The plot leading up to the titular Walk is relatively paint-by-numbers biopic fare, with Petit (Joseph Gordon-Levitt) narrating his life’s story over flashbacks while standing atop the torch of the Statue of Liberty. We follow his humble beginnings in France as an apprentice for eccentric ringmaster Papa Rudy (Ben Kingsley) and as a street performer who wins the heart of a young musician named Annie (Charlotte Le Bon). When he happens upon a magazine ad for a gargantuan set of towers that are under construction in the United States, his entire being is immediately dedicated to the sole purpose of claiming his place between the two buildings.
Gordon-Levitt lends a welcome sense of dimension in his portrayal of Petit, fusing aspects of the man’s charm, dedication and whimsy to craft a fleshed out character instead of simply playing him as a crazed buffoon on a tightrope. He also doesn’t shy away from the more unlikeable points of Petit’s personality either, often imbuing his actions with an air of arrogance and selfishness that don’t always make him the easiest guy to root for. It’s true that we may never really know why Petit did what he did that day but Gordon-Levitt seems closest than anyone has previously come to capturing his true essence and finding the method in his madness.

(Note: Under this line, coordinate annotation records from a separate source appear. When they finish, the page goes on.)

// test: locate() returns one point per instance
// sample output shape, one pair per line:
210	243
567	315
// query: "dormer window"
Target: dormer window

Like his protagonist, Zemeckis is performing a balancing act of his own: finding a happy medium between the heart and humanity of his characters while also providing a first-rate visual experience. The pacing involved in pulling off a story like this also requires a fair amount of tact as well, as the audience is already aware of the film’s big climax and everything leading up to it could come across as nothing more than tedious build-up. Thankfully, the director has just enough tricks up his sleeve to keep us interested in the story and invested in the characters prior to the high-wire sequence.
This feels like an appropriate time in this review to candidly reveal that I am petrified of heights (as was one of Petit’s accomplices, incidentally) and I had reservations even seeing this movie on that basis. I convinced myself that the rampant use of green screens and CG effects would generate just enough incredulity to keep my fear at bay. I was woefully mistaken. No matter how many times I told myself that this daring escapade was just an illusion, it did nothing to deter the effectiveness of this film’s great event. The audacity and the wonder of Petit’s walk is captured flawlessly in The Walk, even if there are some narrative mis-steps leading up to it.